Um texto da autoria do nosso camarigo Juvenal Amado publicado já há uns
anos (25FEV2015) no Blogue “Luís Graça & Camaradas da Guiné e que hoje
reproduzimos, com a devida vénia ao autor e à Tabanca Grande.
A QUESTÃO DO AFECTO ENTRE NÓS
E O POVO DA GUINÉ-BISSAU
Hoje as nossas relações com o povo da Guiné, leio-as à
luz da saudade daquela terra e da juventude que tinha quando por lá passei.
Éramos homens simples que foram conviver com gente simples e, ao contrário de outras potências coloniais, não tínhamos conceitos racistas nem estávamos espartilhados por proibições de relacionamento com autóctones; antes pelo contrário, era promovido um são relacionamento ditado pela “psico”, base da política de Spínola por uma "Guiné Melhor" com que ele contava ganhar a guerra.
Essa política oficial tinha outras intenções que
visavam atingir outros ganhos, é verdade, mas na nossa educação nunca constou a
palavra apartheid desde Afonso de Albuquerque, que promoveu a
cruzamento dos portugueses das caravelas com as indígenas, dando origem ao
termo “Deus criou o homem e os portugueses criaram o mestiço” – como se viu na
Índia, Ceilão, Brasil e África, embora nem sempre de forma pacifica.
Amizade ou necessidade.
Os guineenses guardam também muitas recordações e
afectos agravados pelo falhanço das transformações políticas em que a
independência se atolou na luta política, na corrupção e prepotência dos novos
dirigentes, que rapidamente se esqueceram das razões por que tinham feito a
guerra e do bem-estar do seu povo; ao contrário disso, foram as vinganças
sórdidas que tanto sangue fez correr. Mistura-se assim a necessidade com a
amizade.
A esperança deu lugar à descrença. As infra-estruturas que nós construímos bem como as que os países doadores puseram ao dispor dos novos governos, para a melhoria do nível de bem-estar das populações, deram lugar ao aparecimento de elites e à destruição dessas infra-estruturas nos conflitos que após a independência eclodiram entre facções e etnias.
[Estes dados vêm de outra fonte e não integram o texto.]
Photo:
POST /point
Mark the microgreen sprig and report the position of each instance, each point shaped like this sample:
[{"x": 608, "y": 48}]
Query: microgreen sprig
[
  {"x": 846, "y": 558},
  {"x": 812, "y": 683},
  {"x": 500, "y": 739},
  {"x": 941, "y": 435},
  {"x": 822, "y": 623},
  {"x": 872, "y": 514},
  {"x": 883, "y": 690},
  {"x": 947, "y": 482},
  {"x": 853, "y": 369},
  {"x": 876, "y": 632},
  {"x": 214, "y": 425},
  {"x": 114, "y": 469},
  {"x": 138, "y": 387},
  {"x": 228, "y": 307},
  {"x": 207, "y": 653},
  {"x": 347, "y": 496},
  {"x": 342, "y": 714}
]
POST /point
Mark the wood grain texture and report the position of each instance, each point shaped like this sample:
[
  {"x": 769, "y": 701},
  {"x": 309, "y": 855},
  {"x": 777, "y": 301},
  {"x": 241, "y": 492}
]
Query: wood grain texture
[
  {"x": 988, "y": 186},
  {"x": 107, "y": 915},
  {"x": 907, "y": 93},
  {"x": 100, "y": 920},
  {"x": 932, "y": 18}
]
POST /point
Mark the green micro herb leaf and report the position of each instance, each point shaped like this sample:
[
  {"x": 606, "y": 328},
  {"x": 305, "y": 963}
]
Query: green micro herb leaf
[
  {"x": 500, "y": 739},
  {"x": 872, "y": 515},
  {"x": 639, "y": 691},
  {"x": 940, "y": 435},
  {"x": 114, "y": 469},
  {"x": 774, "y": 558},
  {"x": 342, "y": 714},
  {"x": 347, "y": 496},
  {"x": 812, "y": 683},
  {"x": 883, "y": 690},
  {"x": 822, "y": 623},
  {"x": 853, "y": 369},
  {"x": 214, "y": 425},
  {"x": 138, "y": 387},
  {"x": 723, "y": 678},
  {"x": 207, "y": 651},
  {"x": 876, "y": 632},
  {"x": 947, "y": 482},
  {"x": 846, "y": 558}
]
Depois do descalabro das instituições e da falência do
estado pós-independência, os guineenses rapidamente se aperceberam do duríssimo
caminho que tinham para percorrer sem a nossa economia de guerra, com milhares
de soldados e milícias a receberem ordenado, a nossa assistência médica, e o
comércio que era exercido juntos aos quartéis, bem como o apoio logístico que
era dado às populações. Os últimos dez anos da nossa soberania sobre os
territórios tinham resultado num salto em frente, em praticamente todos os
sectores, o que acabou por se perder.
Não era nem devia ter sido assim e era espectável ser
diferente. Devia esse povo ter seguido em frente e alcançar o que não tinha
conseguido, até ali governado por outros interesses que não os seus. Não sabiam
que tudo isso estava a custar demasiado a Portugal e que a nossa economia não
podia suportar por muito mais tempo aquele estado de coisas, talvez devido à
estreiteza da visão política e económica com que Lisboa olhou para os
territórios ultramarinos durante décadas, onde praticamente se impediu o crescimento
e a auto-sustentabilidade.
Apesar de tudo, as nossas relações hoje são pautadas pela ajuda solidária a nível de organizações que vivem das contribuições de ex-militares e pouco ou nada a nível institucional. Ainda há uns tempos li o que escreveu uma cooperante quanto às dificuldades em desbloquear equipamentos, bem como medicamentos, pelos serviços aduaneiros excessivamente “zelosos e burocráticos” da Guiné-Bissau.
Mas quando falamos da Guiné, o coração amolece logo
pois é um país muito pobre. Rapidamente são esquecidos os maus bocados que lá
passámos, bem como os desmandos e razões que levaram parte dos guineenses, na
esteira de outros povos africanos e asiáticos, a exigirem as suas
autodeterminações antes mesmo de pegarem em armas.
Em abono da verdade essas exigências foram mal
recebidas praticamente por todas as potências administrantes, o que como se
sabe os obrigou a lançarem-se em guerras contra a ocupação, e não poucas as
vezes fratricidas, que levaram a utilização de uma violência entre eles muitas
vezes superior à que foi utilizada contra os ocupantes.
Talvez muitos se tenham arrependido, mas quem sabe quantas pedras e curvas tem o caminho, antes de lá passar?
Mas tudo passou e nós nunca fomos maus rapazes e como
tal, numa relação de irmãos ricos e pobres, hoje só não damos mais porque não
podemos. E essa é a grande verdade.
Paz para eles - e para nós, que bem precisamos.